Ray Jackendoff

What is the form of the information that is transferred in language processing?

Ray Jackendoff

Tufts University/MIT

The broadest goal of linguistic theory is to develop an integrated theory of language and its place in the mind/brain, including accounts of linguistic representations, language processing, language acquisition, the innate basis that makes language acquisition possible, and the character of neural computation such that it can instantiate all of these.

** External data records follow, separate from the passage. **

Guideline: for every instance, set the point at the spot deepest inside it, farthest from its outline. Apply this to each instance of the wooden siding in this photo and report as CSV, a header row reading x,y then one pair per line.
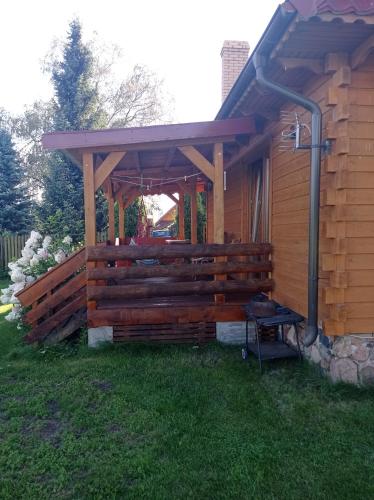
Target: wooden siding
x,y
351,200
237,204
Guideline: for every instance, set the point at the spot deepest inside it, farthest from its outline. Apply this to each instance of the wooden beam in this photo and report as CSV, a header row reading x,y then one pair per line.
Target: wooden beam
x,y
218,209
257,143
218,194
181,233
316,66
139,138
172,197
121,219
107,167
101,253
158,315
111,226
179,271
362,52
193,216
146,290
89,199
198,160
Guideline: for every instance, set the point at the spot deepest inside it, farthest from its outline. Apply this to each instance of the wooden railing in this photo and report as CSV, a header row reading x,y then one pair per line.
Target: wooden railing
x,y
56,298
97,290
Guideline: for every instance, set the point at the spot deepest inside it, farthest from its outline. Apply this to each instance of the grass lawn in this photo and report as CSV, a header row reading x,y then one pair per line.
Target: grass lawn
x,y
176,422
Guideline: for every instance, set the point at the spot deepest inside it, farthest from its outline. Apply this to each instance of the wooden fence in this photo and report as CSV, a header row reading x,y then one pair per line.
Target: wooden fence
x,y
10,249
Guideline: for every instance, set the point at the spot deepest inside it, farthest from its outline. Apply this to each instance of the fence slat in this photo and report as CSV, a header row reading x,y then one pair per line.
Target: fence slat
x,y
10,249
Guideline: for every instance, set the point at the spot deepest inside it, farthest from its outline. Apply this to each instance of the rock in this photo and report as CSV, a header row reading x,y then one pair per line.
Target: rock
x,y
342,347
315,355
367,374
325,364
360,352
343,370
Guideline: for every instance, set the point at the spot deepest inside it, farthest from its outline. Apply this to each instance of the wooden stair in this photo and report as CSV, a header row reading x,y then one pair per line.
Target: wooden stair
x,y
57,300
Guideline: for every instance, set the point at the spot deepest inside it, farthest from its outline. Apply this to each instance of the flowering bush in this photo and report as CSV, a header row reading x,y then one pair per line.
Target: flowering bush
x,y
39,256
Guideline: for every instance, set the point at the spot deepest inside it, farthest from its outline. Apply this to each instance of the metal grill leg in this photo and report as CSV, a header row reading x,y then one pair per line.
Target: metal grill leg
x,y
297,340
258,346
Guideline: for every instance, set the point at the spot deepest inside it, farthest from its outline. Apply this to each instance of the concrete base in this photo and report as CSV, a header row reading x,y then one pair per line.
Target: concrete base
x,y
233,332
349,358
99,335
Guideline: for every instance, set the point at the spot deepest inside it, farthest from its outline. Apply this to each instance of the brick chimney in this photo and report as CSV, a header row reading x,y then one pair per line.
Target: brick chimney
x,y
234,56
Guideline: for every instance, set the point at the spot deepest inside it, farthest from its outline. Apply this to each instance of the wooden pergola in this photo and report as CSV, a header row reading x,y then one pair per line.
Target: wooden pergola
x,y
161,159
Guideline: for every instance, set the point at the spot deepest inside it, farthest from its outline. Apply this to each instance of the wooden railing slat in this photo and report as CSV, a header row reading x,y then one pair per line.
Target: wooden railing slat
x,y
177,271
52,278
185,288
96,253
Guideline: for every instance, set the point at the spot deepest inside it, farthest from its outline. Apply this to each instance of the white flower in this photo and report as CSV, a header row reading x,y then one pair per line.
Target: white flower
x,y
27,253
67,240
17,275
59,256
23,261
43,253
14,314
46,242
35,260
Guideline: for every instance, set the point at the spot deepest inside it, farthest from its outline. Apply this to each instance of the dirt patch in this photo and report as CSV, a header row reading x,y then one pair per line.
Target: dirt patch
x,y
103,385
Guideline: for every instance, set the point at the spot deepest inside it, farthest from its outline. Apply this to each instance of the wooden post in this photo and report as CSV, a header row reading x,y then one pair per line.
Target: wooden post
x,y
193,215
181,235
89,199
111,228
218,195
218,210
121,219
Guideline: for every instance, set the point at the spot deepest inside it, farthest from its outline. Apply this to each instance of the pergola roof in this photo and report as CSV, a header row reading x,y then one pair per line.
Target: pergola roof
x,y
162,152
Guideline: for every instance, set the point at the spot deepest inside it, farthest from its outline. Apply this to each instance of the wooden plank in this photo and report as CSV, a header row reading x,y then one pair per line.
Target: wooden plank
x,y
155,135
181,232
197,159
218,195
107,167
157,315
193,217
145,290
55,299
42,330
52,278
178,271
89,199
97,253
121,219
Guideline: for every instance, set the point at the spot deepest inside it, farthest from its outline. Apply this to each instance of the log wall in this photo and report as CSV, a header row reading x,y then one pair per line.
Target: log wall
x,y
346,303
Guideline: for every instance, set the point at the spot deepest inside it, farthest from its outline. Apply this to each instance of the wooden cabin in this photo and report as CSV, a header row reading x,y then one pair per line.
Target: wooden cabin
x,y
254,162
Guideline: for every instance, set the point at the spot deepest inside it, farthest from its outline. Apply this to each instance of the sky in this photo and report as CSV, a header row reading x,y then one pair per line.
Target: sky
x,y
179,40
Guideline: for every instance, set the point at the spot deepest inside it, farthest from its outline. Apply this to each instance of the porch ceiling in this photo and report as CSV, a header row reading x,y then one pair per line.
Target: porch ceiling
x,y
156,153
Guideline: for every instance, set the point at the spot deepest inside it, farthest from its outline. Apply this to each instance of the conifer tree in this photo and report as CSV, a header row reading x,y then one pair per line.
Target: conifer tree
x,y
14,203
75,108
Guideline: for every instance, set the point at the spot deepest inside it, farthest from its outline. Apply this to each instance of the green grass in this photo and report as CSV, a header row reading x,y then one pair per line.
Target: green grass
x,y
176,422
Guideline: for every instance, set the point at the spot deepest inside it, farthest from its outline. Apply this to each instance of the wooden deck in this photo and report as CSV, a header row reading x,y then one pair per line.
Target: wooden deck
x,y
176,300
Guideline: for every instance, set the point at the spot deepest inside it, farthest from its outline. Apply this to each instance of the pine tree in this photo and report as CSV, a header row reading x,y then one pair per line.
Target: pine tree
x,y
75,102
14,203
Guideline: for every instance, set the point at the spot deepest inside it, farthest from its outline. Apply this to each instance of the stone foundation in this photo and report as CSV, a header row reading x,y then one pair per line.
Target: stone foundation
x,y
99,335
233,332
348,358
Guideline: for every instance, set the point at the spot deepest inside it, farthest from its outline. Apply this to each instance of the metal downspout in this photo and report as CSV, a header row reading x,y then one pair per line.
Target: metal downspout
x,y
259,62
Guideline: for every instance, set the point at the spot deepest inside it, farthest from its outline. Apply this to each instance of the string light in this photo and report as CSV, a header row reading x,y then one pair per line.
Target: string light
x,y
151,179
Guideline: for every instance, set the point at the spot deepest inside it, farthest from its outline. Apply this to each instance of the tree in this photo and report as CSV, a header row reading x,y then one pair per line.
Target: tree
x,y
14,202
75,108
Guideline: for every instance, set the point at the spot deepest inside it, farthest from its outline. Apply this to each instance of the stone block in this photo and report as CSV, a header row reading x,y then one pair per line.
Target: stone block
x,y
233,332
98,336
343,370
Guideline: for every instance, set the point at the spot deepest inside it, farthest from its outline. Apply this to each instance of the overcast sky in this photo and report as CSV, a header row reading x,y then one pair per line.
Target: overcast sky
x,y
179,40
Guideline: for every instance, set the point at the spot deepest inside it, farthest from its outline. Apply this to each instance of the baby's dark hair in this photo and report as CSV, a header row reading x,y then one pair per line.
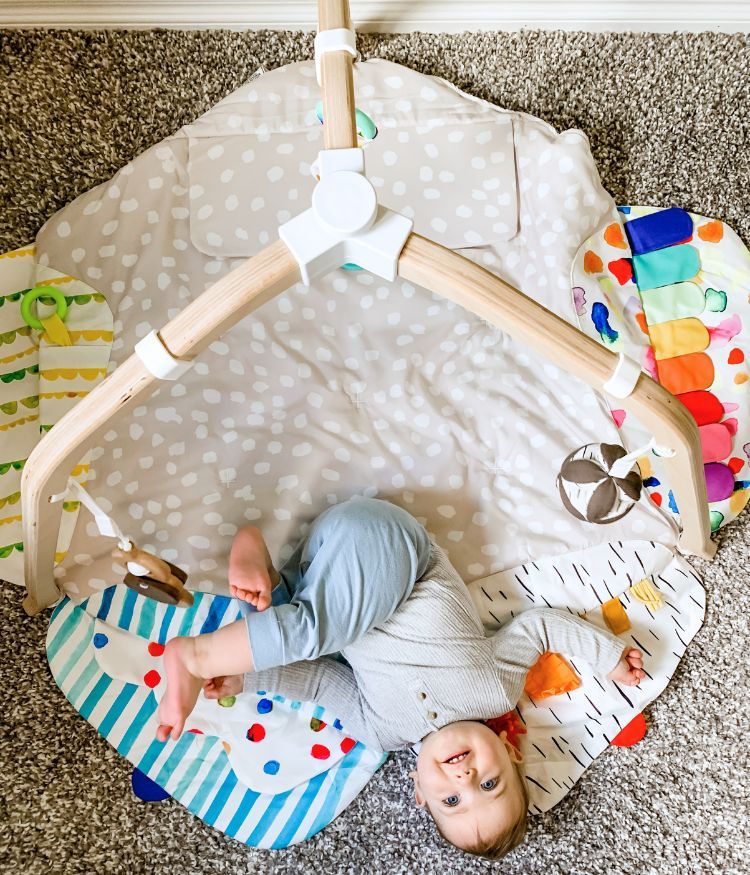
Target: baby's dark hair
x,y
496,847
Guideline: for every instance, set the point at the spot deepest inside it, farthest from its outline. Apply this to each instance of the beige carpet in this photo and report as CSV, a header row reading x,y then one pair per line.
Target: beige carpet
x,y
668,121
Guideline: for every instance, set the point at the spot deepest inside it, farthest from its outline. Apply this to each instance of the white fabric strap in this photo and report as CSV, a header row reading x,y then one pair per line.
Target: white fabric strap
x,y
104,522
158,360
623,380
623,466
106,525
338,39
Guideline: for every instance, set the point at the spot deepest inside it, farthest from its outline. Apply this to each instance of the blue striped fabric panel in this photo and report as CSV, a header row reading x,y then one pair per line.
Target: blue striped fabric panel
x,y
195,770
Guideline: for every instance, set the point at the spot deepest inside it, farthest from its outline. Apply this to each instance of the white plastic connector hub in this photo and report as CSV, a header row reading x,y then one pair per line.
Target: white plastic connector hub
x,y
345,202
345,223
339,39
158,360
623,380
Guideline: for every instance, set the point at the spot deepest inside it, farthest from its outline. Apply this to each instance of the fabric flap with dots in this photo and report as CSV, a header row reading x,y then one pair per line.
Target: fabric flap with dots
x,y
250,163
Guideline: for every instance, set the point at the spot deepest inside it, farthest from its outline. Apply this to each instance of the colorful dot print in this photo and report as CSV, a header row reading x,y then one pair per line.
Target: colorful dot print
x,y
320,752
256,732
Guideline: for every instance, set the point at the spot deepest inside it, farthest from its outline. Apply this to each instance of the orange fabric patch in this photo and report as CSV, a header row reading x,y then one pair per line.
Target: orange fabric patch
x,y
615,617
549,676
686,373
632,733
613,236
592,263
711,232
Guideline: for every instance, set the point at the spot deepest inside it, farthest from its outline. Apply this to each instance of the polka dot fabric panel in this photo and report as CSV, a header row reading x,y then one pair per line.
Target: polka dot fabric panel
x,y
353,385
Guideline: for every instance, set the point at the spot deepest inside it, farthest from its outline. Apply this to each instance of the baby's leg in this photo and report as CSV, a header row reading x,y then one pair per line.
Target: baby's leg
x,y
251,572
189,662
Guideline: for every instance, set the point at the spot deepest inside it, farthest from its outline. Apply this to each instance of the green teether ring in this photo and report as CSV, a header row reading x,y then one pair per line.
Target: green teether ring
x,y
366,127
42,292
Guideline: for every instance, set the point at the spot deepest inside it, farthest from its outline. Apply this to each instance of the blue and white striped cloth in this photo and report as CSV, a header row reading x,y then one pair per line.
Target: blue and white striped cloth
x,y
195,770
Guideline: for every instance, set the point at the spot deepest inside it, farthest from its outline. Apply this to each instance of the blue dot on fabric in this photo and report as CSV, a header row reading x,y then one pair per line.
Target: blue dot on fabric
x,y
272,767
146,789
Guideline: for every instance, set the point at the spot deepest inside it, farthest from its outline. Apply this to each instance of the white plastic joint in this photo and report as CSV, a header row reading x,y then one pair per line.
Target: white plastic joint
x,y
158,360
623,380
338,39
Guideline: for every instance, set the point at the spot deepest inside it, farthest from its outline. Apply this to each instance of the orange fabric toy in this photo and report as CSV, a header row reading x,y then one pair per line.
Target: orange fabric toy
x,y
510,724
549,676
615,616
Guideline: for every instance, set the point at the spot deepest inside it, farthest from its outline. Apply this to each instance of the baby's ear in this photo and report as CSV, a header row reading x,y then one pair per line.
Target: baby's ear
x,y
418,797
514,754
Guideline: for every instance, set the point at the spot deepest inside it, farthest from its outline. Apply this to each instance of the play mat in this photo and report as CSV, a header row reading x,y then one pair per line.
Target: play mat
x,y
354,385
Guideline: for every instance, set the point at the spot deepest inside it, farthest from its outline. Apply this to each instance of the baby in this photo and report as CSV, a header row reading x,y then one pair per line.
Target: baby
x,y
368,582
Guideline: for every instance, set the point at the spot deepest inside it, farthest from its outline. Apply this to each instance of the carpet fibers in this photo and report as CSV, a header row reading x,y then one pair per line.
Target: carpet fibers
x,y
667,116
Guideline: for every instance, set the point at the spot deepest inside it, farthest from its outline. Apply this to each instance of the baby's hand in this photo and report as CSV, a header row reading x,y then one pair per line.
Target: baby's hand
x,y
629,670
218,688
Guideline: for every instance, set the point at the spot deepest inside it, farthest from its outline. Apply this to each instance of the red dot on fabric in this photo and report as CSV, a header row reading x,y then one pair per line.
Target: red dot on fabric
x,y
320,752
622,268
256,732
632,733
735,465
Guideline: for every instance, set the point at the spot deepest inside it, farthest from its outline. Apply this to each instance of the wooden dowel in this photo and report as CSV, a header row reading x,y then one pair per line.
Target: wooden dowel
x,y
451,275
47,470
337,88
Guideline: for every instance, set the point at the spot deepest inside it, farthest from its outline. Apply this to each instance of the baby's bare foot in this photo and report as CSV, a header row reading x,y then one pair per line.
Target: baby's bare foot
x,y
629,670
182,690
251,572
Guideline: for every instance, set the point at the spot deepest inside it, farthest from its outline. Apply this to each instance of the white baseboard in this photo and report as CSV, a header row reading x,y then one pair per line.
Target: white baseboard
x,y
731,16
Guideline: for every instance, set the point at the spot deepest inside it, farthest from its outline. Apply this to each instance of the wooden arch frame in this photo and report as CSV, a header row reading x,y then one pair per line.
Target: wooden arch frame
x,y
272,271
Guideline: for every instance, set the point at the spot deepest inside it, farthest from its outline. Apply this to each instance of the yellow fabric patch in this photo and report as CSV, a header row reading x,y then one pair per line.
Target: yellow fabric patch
x,y
55,331
646,594
615,617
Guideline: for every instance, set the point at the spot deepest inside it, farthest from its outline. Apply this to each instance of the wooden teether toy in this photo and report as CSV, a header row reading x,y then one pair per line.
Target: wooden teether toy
x,y
154,577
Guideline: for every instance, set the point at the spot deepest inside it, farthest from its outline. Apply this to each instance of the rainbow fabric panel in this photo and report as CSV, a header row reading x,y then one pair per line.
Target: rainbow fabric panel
x,y
670,289
40,382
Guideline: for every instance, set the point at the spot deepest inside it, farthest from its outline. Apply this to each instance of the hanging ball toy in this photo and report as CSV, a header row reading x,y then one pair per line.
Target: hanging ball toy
x,y
599,483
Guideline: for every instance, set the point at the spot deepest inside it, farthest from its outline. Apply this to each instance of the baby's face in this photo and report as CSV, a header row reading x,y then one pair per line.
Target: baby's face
x,y
466,776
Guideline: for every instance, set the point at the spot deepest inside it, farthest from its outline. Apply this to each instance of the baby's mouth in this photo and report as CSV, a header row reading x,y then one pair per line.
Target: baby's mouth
x,y
456,758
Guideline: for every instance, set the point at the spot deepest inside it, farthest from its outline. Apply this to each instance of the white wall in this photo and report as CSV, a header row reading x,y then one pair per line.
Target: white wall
x,y
388,15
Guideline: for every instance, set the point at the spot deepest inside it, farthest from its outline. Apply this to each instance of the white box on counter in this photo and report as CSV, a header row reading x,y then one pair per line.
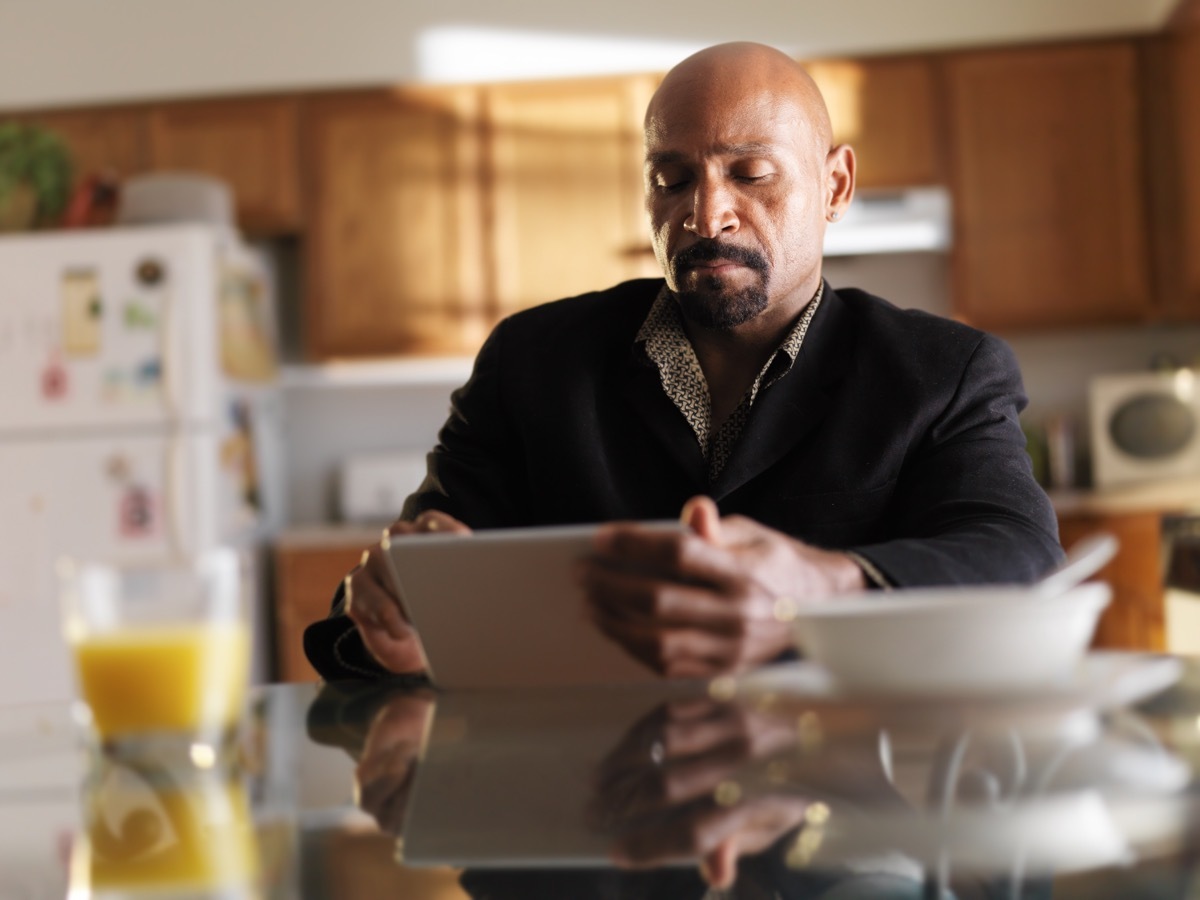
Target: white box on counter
x,y
373,486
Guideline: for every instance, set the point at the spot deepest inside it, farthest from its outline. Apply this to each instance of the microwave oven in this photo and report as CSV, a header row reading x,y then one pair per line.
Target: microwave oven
x,y
1145,426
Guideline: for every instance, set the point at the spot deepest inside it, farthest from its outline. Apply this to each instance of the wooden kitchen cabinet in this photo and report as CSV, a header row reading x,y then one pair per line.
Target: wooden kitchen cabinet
x,y
1173,99
1048,186
250,143
111,141
565,197
889,111
1137,617
394,251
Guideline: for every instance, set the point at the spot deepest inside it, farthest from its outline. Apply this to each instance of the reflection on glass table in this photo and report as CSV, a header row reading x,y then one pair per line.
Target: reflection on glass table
x,y
771,787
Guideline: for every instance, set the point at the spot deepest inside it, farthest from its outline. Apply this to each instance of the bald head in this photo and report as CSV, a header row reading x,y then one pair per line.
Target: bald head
x,y
741,180
731,73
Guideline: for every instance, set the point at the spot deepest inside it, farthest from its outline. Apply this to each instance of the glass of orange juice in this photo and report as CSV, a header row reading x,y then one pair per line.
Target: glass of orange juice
x,y
161,652
154,831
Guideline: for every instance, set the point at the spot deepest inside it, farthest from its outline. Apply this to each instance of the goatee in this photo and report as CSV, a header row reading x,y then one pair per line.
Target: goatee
x,y
713,304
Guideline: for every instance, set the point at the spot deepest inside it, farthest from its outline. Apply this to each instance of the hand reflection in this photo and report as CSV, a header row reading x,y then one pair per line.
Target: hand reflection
x,y
666,792
384,774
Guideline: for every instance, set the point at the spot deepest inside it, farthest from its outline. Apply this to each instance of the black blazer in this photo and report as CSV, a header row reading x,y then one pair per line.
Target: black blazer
x,y
894,435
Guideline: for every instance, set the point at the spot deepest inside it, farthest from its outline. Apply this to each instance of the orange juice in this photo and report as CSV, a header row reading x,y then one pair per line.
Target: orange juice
x,y
163,678
189,834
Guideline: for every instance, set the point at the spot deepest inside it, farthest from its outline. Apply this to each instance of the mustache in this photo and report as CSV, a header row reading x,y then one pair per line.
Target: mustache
x,y
712,251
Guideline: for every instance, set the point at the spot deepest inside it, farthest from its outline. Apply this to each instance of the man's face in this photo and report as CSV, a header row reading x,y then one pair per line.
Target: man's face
x,y
735,187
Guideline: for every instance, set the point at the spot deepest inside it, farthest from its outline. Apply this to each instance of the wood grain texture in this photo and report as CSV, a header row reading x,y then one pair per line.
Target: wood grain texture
x,y
1048,186
1137,617
250,143
305,581
394,250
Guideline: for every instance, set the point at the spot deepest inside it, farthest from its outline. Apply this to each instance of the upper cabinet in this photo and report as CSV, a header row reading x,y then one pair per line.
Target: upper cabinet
x,y
1050,226
564,174
888,109
109,142
250,143
1173,95
394,247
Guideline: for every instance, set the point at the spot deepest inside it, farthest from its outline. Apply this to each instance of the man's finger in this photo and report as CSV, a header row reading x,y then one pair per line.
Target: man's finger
x,y
654,601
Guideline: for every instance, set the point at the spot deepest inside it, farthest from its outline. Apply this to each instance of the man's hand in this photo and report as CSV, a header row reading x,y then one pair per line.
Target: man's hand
x,y
663,793
714,599
384,774
373,606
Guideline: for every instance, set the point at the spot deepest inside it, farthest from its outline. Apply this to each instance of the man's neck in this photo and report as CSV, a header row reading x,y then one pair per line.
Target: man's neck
x,y
732,358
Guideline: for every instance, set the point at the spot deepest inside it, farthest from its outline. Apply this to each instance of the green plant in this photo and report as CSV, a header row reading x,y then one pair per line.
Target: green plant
x,y
40,159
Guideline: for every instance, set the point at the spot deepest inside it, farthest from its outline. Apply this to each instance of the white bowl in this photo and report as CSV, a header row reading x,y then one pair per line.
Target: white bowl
x,y
952,640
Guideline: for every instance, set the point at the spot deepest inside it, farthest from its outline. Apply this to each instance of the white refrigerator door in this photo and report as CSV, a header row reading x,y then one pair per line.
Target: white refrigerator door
x,y
138,497
109,328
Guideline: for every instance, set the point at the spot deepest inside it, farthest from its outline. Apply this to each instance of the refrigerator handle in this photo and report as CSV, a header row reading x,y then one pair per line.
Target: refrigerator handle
x,y
171,352
175,499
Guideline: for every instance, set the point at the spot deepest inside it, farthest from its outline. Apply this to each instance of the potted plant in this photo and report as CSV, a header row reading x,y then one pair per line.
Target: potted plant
x,y
35,175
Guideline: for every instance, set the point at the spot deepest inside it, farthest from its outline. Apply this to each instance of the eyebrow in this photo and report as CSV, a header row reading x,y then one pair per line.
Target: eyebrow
x,y
754,148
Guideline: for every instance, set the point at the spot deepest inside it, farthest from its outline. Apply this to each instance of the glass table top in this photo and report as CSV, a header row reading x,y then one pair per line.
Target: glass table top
x,y
767,786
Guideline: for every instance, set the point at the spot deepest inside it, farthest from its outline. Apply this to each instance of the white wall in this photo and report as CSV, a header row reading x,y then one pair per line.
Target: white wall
x,y
64,52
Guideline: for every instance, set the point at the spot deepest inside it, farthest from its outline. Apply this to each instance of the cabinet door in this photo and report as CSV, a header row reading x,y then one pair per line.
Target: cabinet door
x,y
305,581
112,141
565,173
1048,191
252,144
1137,618
394,252
888,111
1182,178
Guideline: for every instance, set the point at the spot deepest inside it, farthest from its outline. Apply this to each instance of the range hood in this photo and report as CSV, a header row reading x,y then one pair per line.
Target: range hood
x,y
905,221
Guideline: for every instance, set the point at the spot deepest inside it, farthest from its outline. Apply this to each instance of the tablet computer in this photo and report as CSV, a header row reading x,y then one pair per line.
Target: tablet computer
x,y
499,609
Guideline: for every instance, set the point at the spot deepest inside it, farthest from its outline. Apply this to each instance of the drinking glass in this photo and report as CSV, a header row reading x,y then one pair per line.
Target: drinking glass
x,y
154,832
161,653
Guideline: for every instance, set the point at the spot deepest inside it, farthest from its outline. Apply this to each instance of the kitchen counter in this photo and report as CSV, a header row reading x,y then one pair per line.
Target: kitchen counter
x,y
1168,497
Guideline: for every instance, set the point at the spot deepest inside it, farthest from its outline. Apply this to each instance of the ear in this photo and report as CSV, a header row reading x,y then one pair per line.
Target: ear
x,y
839,180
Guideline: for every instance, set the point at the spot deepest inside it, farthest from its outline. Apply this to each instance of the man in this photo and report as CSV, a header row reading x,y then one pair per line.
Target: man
x,y
817,442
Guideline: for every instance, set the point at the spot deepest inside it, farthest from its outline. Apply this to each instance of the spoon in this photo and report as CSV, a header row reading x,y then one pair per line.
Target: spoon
x,y
1084,559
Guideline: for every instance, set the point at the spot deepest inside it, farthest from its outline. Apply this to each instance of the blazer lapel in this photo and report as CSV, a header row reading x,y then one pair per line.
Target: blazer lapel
x,y
791,409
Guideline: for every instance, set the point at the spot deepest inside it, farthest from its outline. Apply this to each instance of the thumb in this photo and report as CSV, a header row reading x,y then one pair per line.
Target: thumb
x,y
700,515
719,868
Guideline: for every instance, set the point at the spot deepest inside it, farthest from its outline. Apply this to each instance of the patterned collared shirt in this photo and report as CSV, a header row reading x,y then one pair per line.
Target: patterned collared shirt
x,y
667,346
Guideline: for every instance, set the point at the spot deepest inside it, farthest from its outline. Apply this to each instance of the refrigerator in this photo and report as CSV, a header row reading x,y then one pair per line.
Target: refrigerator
x,y
139,420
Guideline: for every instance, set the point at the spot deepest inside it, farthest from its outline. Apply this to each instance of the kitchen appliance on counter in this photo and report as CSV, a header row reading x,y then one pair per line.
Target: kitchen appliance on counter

The present talk focuses on the character of linguistic representations, i.e. the form of knowledge of language and of the information that is transferred in language processing.  I will contrast the syntactocentric architecture of mainstream generative grammar, in which semantic and phonological representations are parasitic on syntactic representations, with a parallel architecture, in which semantics and phonology are independent sources of combinatoriality, linked to syntax and each other through interface principles (Jackendoff 1997, 2002; Culicover and Jackendoff 2005; Jackendoff and Audring 2020).  The talk will review an extensive series of in-principle and empirical arguments that favor the parallel architecture’s account of the relation between semantics and syntax over that of mainstream generative grammar.  The outcome is a syntactic component that is far leaner and less powerful – but still non-negligible.  It will be argued that this conclusion moves us closer to the goal of integrating linguistic theory.

 

Culicover, Peter W., and Ray Jackendoff (2005).  Simpler Syntax.  Oxford University Press.

Jackendoff, Ray (1997).  The Architecture of the Language Faculty.  MIT Press.

Jackendoff, Ray (2002).  Foundations of Language.  Oxford University Press.

Jackendoff, Ray, and Jenny Audring (2020)  The Texture of the Lexicon.  Oxford University Press.